Plattform	Implementierung	Abhängigkeiten
macOS	`sandbox-exec` (integriert)	`ripgrep`
Linux	`bubblewrap`	`bubblewrap`, `socat` und `ripgrep`
Windows	Native eingeschränkte Token	Keine

Installieren von Abhängigkeiten¶

macOS:

brew install ripgrep

Debian / Ubuntu:

sudo apt-get install bubblewrap socat ripgrep

Fedora / RHEL:

sudo dnf install bubblewrap socat ripgrep

Aktivieren der Sandbox¶

Verwenden Sie den Schrägstrich-Befehl /sandbox in der Cortex Code-CLI:

/sandbox                          # Interactive selector
/sandbox runtime on               # Enable sandbox
/sandbox runtime off              # Disable sandbox
/sandbox runtime status           # Show sandbox status
/sandbox status                   # Show current sandbox status

Sie können die Sandbox auch in Ihrer Einstellungsdatei aktivieren. Fügen Sie ein sandbox-Objekt in ~/.snowflake/cortex/settings.json (Benutzerebene) oder .snowflake/cortex/settings.json (Projektebene) ein:

{
  "sandbox": {
    "enabled": true
  }
}

Der Standardberechtigungsmodus ist "regular". Um den automatischen Zulassungsmodus zu verwenden, legen Sie "mode": "autoAllow" explizit fest. Siehe Berechtigungsmodi.

Berechtigungsmodi¶

Die Sandbox verfügt über zwei Berechtigungsmodi, die steuern, wie Befehle genehmigt werden:


Modus	Einstellungswert	Verhalten
Automatisches Zulassen	`"autoAllow"`	Befehle, die in einer Sandbox ausgeführt werden können, werden automatisch ohne Aufforderung ausgeführt. Befehle, die nicht in einer Sandbox ausgeführt werden können (z. B. solche, die den Netzwerkzugriff auf nicht zulässige Domänen erfordern), greifen auf den normalen Berechtigungsablauf zurück.
Regulär	`"regular"`	Alle Befehle erfordern eine Genehmigung, auch wenn sie innerhalb der Sandbox ausgeführt werden.

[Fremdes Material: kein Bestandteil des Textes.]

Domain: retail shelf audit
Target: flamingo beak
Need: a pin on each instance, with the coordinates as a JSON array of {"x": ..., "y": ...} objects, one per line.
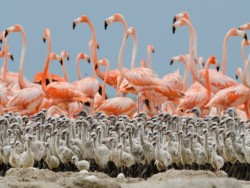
[
  {"x": 174, "y": 20},
  {"x": 218, "y": 68},
  {"x": 74, "y": 25},
  {"x": 12, "y": 57},
  {"x": 105, "y": 25},
  {"x": 6, "y": 33},
  {"x": 245, "y": 36},
  {"x": 173, "y": 29},
  {"x": 171, "y": 62}
]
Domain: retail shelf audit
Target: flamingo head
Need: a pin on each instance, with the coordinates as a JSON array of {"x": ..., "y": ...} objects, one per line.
[
  {"x": 14, "y": 28},
  {"x": 115, "y": 18},
  {"x": 80, "y": 19},
  {"x": 178, "y": 23},
  {"x": 103, "y": 62},
  {"x": 131, "y": 31},
  {"x": 177, "y": 58},
  {"x": 237, "y": 32},
  {"x": 151, "y": 48},
  {"x": 65, "y": 54},
  {"x": 46, "y": 34},
  {"x": 181, "y": 15},
  {"x": 245, "y": 26}
]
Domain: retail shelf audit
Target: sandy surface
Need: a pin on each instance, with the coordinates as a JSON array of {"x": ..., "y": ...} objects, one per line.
[{"x": 34, "y": 178}]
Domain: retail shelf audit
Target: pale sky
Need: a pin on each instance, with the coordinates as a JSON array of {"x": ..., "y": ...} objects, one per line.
[{"x": 152, "y": 19}]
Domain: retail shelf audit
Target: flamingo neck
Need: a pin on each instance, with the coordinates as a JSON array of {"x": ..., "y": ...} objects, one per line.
[
  {"x": 94, "y": 54},
  {"x": 65, "y": 75},
  {"x": 78, "y": 69},
  {"x": 243, "y": 55},
  {"x": 133, "y": 62},
  {"x": 20, "y": 75},
  {"x": 121, "y": 53},
  {"x": 104, "y": 83},
  {"x": 207, "y": 81},
  {"x": 224, "y": 56},
  {"x": 186, "y": 72},
  {"x": 5, "y": 64},
  {"x": 46, "y": 67}
]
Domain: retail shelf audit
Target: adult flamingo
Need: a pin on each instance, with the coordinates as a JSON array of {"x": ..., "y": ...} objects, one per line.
[
  {"x": 195, "y": 96},
  {"x": 118, "y": 105},
  {"x": 217, "y": 79},
  {"x": 243, "y": 44},
  {"x": 89, "y": 86},
  {"x": 50, "y": 77},
  {"x": 59, "y": 90},
  {"x": 26, "y": 100},
  {"x": 142, "y": 79}
]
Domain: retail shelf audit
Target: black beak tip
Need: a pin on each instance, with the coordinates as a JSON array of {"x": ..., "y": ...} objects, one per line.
[
  {"x": 174, "y": 20},
  {"x": 218, "y": 68},
  {"x": 245, "y": 36},
  {"x": 105, "y": 25},
  {"x": 173, "y": 29},
  {"x": 6, "y": 33},
  {"x": 171, "y": 62}
]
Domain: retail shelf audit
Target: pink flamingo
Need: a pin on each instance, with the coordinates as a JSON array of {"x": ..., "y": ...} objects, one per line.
[
  {"x": 197, "y": 96},
  {"x": 59, "y": 90},
  {"x": 217, "y": 79},
  {"x": 89, "y": 86},
  {"x": 30, "y": 96},
  {"x": 117, "y": 105}
]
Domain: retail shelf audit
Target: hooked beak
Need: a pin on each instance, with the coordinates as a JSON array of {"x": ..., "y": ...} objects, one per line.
[
  {"x": 174, "y": 19},
  {"x": 245, "y": 36},
  {"x": 171, "y": 62},
  {"x": 74, "y": 25},
  {"x": 173, "y": 29},
  {"x": 6, "y": 33},
  {"x": 105, "y": 25},
  {"x": 12, "y": 57},
  {"x": 218, "y": 68}
]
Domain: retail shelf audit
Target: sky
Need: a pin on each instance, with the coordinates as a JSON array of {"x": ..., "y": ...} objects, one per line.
[{"x": 152, "y": 19}]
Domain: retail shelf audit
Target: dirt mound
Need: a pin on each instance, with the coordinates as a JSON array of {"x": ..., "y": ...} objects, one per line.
[{"x": 170, "y": 174}]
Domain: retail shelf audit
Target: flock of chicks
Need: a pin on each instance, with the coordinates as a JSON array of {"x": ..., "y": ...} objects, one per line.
[{"x": 137, "y": 147}]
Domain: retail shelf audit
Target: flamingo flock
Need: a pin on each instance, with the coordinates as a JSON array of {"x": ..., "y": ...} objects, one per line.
[{"x": 61, "y": 125}]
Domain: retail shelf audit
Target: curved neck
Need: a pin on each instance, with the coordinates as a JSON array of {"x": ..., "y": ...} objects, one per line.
[
  {"x": 46, "y": 67},
  {"x": 207, "y": 81},
  {"x": 65, "y": 75},
  {"x": 134, "y": 52},
  {"x": 78, "y": 69},
  {"x": 243, "y": 55},
  {"x": 20, "y": 76},
  {"x": 5, "y": 64},
  {"x": 104, "y": 83},
  {"x": 121, "y": 53},
  {"x": 93, "y": 50},
  {"x": 224, "y": 58}
]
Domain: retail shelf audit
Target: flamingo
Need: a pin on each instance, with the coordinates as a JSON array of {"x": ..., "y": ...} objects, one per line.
[
  {"x": 117, "y": 105},
  {"x": 53, "y": 77},
  {"x": 142, "y": 79},
  {"x": 59, "y": 90},
  {"x": 89, "y": 86},
  {"x": 26, "y": 100},
  {"x": 217, "y": 79},
  {"x": 198, "y": 98}
]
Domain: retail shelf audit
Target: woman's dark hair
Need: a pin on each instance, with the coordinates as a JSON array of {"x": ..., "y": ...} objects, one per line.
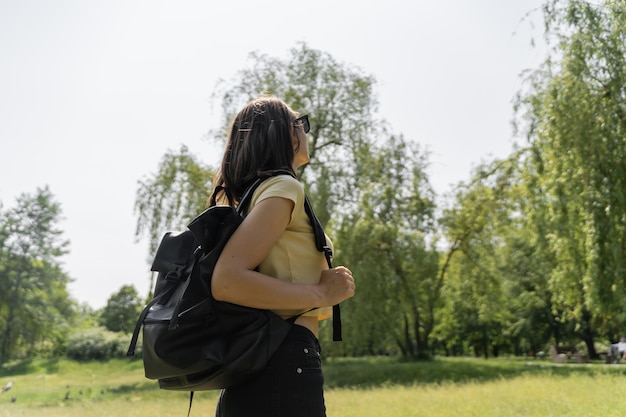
[{"x": 259, "y": 141}]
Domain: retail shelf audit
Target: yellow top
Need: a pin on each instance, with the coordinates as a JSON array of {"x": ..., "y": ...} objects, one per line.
[{"x": 294, "y": 257}]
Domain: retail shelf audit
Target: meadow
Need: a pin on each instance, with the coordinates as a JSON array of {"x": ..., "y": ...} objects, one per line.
[{"x": 355, "y": 387}]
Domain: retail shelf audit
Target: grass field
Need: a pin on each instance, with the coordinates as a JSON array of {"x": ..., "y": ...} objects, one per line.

Legen Sie den Modus mit dem /sandbox-Befehl oder in den Einstellungen fest:

/sandbox mode auto                # Set auto-allow mode
/sandbox mode regular             # Set regular mode

Dateisystemeinschränkungen¶

Die Sandbox steuert, auf welche Pfade Befehle zugreifen und in welche sie schreiben dürfen.

Standardverhalten¶

Arbeitsverzeichnis: Für Lese- und Schreibvorgänge immer zulässig.
Skills-Verzeichnis (~/.snowflake/cortex/skills): Zulässig.
Kontextverzeichnis (~/.snowflake/cortex/.ctx): Zulässig, wenn ctxAvailable aktiviert ist.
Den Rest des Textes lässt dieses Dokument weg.